MOONE BOY - somehow both laugh-out-loud funny and humbly delightful, featuring a main character who was so funny partly because I'm not really sure he knew he was acting (like Theo Huxtasble before Malcolm Jamal Warner realized he was an ACT-OR!) And of course anything featuring the universally beloved Chris O'Dowd.
PREVIOUS XMASTIME THOUGHT ON MOONE BOY: I've written plenty about it but would rather watch this video over and over.

DERRY GIRLS - another Irish show, featuring a group of four distinct archetypes: the wanna-be alpha, the troublemaker, the nervous rule-follower and the looney. A brilliant way of showing that vents in history happen while people are trying to navigate their own daily lives.
Available NOW on Netflix! A rare show in that every character is really funny. Also the best example of a show that spends the entire series making you laugh over and over & then punches you in the gut in the final minutes since Blackadder Goes Forth. Awesome. Can’t wait for the next series!
THE WRONG MAN(S) - James Corden wrote and starred in this with his Gavin and Stacey cast mate Mathew Baynton, a wonderfully unique spy thriller spoof that unleashes Corden to be at his most Corden-y. Also, extremely well-made for a comedy, it looks like a movie. Bonus for have Dawn French in a small role!
PREVIOUS XMASTIME THOUGHT ON THE WRONG MAN(S): a video instead YOU'RE WELCOME!!
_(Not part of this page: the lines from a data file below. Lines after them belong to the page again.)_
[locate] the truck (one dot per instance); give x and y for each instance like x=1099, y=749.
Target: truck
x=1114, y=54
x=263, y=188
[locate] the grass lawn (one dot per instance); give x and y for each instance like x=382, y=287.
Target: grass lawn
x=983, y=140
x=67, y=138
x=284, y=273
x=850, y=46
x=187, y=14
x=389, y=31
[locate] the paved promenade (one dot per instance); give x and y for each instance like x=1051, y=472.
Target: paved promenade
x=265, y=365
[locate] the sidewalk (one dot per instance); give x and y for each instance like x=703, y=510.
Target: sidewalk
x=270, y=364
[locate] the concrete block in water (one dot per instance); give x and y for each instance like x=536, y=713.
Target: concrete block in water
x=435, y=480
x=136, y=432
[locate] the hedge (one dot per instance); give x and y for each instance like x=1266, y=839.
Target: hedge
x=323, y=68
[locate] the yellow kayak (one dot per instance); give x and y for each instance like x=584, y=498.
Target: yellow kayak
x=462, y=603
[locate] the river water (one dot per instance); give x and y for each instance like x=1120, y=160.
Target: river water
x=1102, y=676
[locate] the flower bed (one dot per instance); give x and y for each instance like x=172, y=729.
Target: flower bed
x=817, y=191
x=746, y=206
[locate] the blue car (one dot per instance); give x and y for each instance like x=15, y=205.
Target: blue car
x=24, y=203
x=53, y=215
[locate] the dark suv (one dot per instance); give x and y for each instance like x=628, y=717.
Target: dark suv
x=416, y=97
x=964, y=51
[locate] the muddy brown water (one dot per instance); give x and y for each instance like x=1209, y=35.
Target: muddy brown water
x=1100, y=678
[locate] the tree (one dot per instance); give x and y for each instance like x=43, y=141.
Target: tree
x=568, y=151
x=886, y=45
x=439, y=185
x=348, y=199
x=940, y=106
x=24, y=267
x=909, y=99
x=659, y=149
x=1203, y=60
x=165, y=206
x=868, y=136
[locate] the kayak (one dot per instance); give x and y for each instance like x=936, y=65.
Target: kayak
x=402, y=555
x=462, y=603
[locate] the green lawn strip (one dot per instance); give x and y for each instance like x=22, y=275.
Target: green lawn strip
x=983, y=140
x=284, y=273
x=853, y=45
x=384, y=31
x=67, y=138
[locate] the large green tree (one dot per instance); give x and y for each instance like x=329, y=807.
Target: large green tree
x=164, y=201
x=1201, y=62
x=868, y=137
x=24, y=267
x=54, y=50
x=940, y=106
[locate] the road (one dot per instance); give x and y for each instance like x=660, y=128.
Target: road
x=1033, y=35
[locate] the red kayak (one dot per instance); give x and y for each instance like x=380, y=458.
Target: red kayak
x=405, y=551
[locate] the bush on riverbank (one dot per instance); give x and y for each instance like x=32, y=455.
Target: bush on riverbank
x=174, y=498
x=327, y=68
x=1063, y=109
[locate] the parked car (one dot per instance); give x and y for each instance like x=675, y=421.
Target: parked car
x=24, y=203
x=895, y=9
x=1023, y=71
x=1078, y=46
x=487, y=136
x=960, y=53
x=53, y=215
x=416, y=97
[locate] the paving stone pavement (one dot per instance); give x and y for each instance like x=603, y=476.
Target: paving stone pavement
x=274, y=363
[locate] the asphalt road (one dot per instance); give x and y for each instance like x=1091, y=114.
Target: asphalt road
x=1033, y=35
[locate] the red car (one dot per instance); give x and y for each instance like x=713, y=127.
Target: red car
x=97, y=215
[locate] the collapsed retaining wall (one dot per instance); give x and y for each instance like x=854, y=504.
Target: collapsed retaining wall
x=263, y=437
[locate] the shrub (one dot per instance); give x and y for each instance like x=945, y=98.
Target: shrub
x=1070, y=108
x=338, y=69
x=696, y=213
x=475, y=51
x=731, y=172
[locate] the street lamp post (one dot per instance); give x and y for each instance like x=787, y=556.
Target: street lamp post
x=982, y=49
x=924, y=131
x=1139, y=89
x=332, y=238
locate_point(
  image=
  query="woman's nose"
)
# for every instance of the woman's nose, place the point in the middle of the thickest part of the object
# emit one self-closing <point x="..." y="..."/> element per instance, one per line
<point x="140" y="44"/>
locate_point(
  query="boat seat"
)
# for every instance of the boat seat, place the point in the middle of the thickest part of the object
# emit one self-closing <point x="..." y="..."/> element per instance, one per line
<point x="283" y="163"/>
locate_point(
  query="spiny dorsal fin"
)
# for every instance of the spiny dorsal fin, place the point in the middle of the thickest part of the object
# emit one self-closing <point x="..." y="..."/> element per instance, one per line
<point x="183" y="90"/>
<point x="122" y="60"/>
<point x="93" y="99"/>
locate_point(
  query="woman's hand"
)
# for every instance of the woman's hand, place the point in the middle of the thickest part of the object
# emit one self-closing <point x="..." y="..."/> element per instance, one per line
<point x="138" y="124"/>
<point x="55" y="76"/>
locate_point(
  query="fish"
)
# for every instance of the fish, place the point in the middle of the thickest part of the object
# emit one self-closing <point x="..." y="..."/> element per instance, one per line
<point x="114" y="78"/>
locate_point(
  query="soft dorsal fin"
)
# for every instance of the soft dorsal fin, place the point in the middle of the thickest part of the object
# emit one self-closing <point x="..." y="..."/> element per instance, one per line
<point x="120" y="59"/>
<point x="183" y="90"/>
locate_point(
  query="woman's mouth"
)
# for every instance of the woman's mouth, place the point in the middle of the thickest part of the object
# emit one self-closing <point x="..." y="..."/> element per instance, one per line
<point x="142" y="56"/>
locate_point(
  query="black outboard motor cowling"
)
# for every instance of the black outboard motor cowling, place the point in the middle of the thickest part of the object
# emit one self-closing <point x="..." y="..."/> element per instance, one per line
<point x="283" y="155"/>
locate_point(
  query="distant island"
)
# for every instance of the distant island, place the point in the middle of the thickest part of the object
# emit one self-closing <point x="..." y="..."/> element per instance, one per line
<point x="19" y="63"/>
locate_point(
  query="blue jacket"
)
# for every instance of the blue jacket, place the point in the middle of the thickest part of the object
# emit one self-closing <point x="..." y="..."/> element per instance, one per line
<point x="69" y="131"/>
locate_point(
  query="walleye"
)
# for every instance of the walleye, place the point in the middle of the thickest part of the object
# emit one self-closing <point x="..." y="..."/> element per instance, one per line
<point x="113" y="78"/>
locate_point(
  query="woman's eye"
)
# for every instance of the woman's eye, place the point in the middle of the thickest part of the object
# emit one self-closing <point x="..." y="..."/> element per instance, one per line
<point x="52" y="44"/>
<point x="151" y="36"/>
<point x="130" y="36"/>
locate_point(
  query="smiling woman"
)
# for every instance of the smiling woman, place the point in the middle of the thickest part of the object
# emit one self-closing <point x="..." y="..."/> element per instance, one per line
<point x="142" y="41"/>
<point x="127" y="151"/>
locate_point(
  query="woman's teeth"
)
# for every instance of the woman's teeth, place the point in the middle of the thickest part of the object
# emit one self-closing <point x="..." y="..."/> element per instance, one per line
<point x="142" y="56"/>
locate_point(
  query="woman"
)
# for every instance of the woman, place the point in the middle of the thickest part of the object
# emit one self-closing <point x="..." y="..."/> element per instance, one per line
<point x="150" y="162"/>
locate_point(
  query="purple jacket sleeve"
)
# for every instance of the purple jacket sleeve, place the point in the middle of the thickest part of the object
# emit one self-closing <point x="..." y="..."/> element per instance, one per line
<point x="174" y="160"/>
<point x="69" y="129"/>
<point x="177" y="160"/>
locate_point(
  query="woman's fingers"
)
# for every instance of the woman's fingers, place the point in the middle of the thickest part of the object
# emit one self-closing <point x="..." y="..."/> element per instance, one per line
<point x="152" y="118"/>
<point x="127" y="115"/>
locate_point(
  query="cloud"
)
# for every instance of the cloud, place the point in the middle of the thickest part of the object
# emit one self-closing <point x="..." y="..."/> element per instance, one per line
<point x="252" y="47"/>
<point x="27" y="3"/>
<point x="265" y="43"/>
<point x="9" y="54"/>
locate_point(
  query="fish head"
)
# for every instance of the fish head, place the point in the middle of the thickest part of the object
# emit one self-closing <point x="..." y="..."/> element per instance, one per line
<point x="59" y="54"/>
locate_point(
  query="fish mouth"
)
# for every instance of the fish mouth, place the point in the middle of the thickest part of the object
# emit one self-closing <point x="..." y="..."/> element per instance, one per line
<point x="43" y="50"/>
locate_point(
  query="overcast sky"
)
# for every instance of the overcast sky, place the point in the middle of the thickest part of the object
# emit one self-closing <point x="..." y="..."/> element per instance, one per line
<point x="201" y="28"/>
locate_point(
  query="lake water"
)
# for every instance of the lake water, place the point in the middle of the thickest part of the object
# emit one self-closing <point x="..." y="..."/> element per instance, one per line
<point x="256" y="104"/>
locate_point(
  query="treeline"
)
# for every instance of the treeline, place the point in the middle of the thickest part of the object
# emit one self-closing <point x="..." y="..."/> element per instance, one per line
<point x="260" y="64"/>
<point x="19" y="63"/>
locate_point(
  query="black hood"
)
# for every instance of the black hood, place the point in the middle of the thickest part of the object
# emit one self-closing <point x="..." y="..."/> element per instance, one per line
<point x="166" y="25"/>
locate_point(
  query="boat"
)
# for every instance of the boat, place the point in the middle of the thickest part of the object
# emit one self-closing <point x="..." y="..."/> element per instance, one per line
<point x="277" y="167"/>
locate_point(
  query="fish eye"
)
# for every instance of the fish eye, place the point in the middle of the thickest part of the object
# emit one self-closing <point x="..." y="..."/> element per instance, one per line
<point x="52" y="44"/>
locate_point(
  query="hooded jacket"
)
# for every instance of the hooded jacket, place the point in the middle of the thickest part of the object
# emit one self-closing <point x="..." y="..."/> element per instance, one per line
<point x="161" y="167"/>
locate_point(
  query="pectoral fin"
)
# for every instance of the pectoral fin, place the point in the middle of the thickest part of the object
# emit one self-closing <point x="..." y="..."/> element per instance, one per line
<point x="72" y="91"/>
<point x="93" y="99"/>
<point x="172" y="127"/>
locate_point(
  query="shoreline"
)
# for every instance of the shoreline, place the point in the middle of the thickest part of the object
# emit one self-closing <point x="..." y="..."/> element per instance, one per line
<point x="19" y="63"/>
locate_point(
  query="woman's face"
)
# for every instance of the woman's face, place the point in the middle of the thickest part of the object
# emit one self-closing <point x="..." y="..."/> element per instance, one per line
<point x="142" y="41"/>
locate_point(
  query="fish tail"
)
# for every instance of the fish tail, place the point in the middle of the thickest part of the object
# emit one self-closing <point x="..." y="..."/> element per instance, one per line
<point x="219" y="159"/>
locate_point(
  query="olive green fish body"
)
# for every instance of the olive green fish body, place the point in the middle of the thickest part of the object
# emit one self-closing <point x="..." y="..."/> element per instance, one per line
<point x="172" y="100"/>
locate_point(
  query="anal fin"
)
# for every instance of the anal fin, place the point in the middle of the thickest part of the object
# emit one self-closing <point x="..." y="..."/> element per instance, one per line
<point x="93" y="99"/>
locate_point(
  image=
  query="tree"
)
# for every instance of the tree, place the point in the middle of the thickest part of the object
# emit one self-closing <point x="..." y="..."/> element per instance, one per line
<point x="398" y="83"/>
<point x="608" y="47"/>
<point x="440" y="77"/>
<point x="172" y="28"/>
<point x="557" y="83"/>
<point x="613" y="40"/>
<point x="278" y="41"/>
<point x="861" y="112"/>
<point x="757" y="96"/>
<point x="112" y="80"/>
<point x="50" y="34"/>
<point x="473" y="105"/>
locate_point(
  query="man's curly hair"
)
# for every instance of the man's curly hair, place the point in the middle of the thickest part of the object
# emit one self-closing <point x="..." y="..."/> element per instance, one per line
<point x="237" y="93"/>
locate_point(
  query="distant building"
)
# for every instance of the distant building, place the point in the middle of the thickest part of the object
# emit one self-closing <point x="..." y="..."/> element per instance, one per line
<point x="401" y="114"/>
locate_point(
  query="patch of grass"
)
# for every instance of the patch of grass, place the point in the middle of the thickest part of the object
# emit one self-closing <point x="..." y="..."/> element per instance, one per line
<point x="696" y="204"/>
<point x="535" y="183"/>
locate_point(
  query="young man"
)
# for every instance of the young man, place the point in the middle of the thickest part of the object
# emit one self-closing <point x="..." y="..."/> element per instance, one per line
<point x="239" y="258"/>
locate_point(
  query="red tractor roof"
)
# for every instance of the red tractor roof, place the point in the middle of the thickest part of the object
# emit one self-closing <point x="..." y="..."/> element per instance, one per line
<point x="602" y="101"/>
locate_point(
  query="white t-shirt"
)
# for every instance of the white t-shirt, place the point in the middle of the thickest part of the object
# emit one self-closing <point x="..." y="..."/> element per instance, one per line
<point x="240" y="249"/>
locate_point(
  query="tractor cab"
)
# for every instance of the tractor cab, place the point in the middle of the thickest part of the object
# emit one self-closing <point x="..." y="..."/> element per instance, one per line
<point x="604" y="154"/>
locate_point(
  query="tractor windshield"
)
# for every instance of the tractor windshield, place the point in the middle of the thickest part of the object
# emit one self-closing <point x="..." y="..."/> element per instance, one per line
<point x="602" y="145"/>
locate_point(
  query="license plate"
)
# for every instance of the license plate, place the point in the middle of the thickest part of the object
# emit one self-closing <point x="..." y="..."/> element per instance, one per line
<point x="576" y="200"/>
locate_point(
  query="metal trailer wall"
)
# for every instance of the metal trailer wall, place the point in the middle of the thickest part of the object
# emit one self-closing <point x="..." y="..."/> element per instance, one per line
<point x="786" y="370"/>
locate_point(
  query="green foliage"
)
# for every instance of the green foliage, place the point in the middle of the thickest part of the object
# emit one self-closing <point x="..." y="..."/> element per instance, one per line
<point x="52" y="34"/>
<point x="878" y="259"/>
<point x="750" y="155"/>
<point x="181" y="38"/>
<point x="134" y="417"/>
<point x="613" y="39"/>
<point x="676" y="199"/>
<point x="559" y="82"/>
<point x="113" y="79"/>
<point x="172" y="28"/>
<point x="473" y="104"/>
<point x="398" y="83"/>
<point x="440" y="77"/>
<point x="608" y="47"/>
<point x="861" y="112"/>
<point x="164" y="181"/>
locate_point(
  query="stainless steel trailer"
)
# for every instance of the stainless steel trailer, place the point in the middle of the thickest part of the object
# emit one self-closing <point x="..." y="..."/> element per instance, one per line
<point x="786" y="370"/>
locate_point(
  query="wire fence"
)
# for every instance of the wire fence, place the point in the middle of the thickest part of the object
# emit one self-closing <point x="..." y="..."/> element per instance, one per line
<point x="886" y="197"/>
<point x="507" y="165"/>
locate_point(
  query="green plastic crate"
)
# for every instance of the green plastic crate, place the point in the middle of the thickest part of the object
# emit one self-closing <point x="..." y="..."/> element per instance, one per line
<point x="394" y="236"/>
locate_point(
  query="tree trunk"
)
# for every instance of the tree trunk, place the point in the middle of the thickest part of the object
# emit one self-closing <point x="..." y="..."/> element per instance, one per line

SCHITT'S CREEK - I snobbishly turned my nose up at this for years because of the name and then tumbled into all at once and didn't top until I had seen every episode. A brilliant cast - everything the parents say is funny, and the kids go from being over-the-top hate-able to people you urgently root for. Can't wait for the next season, which will sadly be its last.
PREVIOUS XMASTIME THOUGHT ON SCHITT'S CREEK: None. Well. This really fizzled out, didn't it?

DOWNTON ABBEY - what can I say that hasn't been said a million times?
PREVIOUS XMASTIME THOUGHTS ON DOWNTON ABBEY:
Too many gems to choose from, but do yourself a favor and read THIS, THIS, THIS, THIS, and THIS.

HONORABLE MENTIONS:
Spy
Rev.
Whites
Master of None
The Crown
Catastrophe
The Marvelous Mrs. Maisel
Tremé
Friday Night Dinner
The Trip
Detectorists
Chickens
Vicious
Still Open All Hours
Uncle
A Young Doctor’s Notebook
The Big Bang Theory
Modern Family
Miranda
I'm sure I'm missing something but oh fucking well.